Каждый вносит свой патриотический вклад. Общими силами мы защитим нашу родину от агрессоров. К людям нужен жесткий подход, другого языка они не понимают. Дисциплина – безусловная необходимость для поддержания порядка. Возражение – это нарушение, приказ есть приказ, инакомыслие есть личное мнение. Да, при исполнении видишь неприглядные вещи, но что я могу сделать, будучи всего лишь колесиком в огромном механизме?

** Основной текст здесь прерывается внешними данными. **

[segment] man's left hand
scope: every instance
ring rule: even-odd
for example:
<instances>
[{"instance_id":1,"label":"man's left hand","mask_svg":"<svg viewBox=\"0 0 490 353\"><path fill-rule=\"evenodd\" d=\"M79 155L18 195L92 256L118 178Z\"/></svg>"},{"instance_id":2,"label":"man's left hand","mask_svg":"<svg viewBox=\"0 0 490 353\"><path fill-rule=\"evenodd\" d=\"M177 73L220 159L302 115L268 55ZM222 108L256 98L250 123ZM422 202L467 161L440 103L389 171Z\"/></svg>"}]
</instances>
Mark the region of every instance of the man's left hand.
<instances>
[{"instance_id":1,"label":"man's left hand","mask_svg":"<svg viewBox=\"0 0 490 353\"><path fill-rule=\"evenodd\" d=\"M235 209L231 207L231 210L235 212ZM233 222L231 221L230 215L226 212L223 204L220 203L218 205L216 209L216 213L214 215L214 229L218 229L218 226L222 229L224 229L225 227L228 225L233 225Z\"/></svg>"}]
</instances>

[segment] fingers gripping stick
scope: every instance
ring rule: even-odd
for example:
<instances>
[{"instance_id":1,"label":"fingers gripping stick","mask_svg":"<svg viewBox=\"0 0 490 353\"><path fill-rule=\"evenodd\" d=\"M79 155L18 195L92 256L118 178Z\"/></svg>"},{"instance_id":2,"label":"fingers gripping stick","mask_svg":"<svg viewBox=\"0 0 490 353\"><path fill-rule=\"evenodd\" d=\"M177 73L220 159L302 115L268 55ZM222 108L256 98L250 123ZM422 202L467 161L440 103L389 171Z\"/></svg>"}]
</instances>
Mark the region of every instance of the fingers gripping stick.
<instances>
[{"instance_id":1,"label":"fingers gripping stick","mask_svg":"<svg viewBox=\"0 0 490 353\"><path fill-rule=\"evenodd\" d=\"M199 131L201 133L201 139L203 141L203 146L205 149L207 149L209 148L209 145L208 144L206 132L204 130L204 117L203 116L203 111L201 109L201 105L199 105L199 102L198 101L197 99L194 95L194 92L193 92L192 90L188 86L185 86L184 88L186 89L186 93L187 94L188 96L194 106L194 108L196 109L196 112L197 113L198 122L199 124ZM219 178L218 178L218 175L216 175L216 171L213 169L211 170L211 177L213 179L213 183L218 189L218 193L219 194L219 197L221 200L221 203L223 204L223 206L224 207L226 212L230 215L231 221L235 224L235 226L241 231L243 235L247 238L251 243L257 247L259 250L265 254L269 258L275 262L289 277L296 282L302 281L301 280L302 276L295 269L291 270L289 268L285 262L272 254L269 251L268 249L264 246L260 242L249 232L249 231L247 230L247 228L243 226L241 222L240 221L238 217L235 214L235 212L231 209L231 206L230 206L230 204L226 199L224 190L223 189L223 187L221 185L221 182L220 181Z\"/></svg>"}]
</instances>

Подчинение приказу оправдывает все.
А что мы могли поделать, всегда говорила бабушка, ты представить себе не можешь, что такое жизнь при диктатуре. За одно неверное слово можно было угодить в концлагерь. Так что лучше было держать язык за зубами. Сколько людей должны перестать молчать, чтобы их стало больше, чем можно пересажать? Критическая масса революции. Но немцы не восставали. Немцы послушны. А если бы Гитлер пришел к власти во Франции? Последовали бы за ним и итальянцы? У них имелся Муссолини, среди них хватало восторженных фашистов, и действительно, рассказывала Жоэль, немало итальянцев и французов со злорадными ухмылками смотрели на ежедневное шествие еврейских рабочих к вокзалу. Кто-то сплевывал на землю, а кто-то плевал и в сторону этих бедолаг. Но большинство итальянцев вовсе не отличались фанатизмом. Было достаточно дезертиров, а итальянские трудовые лагеря, по словам Жоэль, не грешили жестокостью. Охранники за мзду проносили еду для арестантов, а больных отпускали домой. Маленькие жесты человечности, тайные акты непослушания. Вот потому-то немцы никогда полностью не доверяли своим союзникам.
– Он не был нацистом, – отвечает Жоэль. – Мори́ц был хороший человек.
Она ставит ударение в его имени на последний слог. Французское звучание с немецким окончанием. Это сбивает меня с толку.
– Как можно быть одновременно частью чудовищной машины и хорошим человеком?
– Он не считал себя частью машины. Он всю свою жизнь никогда по-настоящему не был частью чего бы то ни было. Он всегда производил впечатление, будто он лишь гость. Даже в качестве отца. Он присутствовал, даже проявлял нежность, заботился. Но у меня всегда было ощущение, что он с нами не целиком.
Я вспоминаю снимок, который мне однажды показала мать. Она нашла его в ящике со старыми фотографиями, которые бабушка не вклеила в альбом, там мой дед, тринадцатилетний подросток, рядом с одноклассниками. Он стоит в сторонке, с виду помладше остальных и в то же время серьезнее. Буйная веселость других, их самоуверенность, и на их фоне – он, напряженный, будто готовый обороняться.
– Тебе известно, что он никогда не учился фотоделу? – спрашивает Жоэль. – Сам овладел профессией. Но если хочешь знать, фотография не была для него ни профессией, ни хобби, это был его способ выжить. Еще будучи в интернате, он научился быть невидимым.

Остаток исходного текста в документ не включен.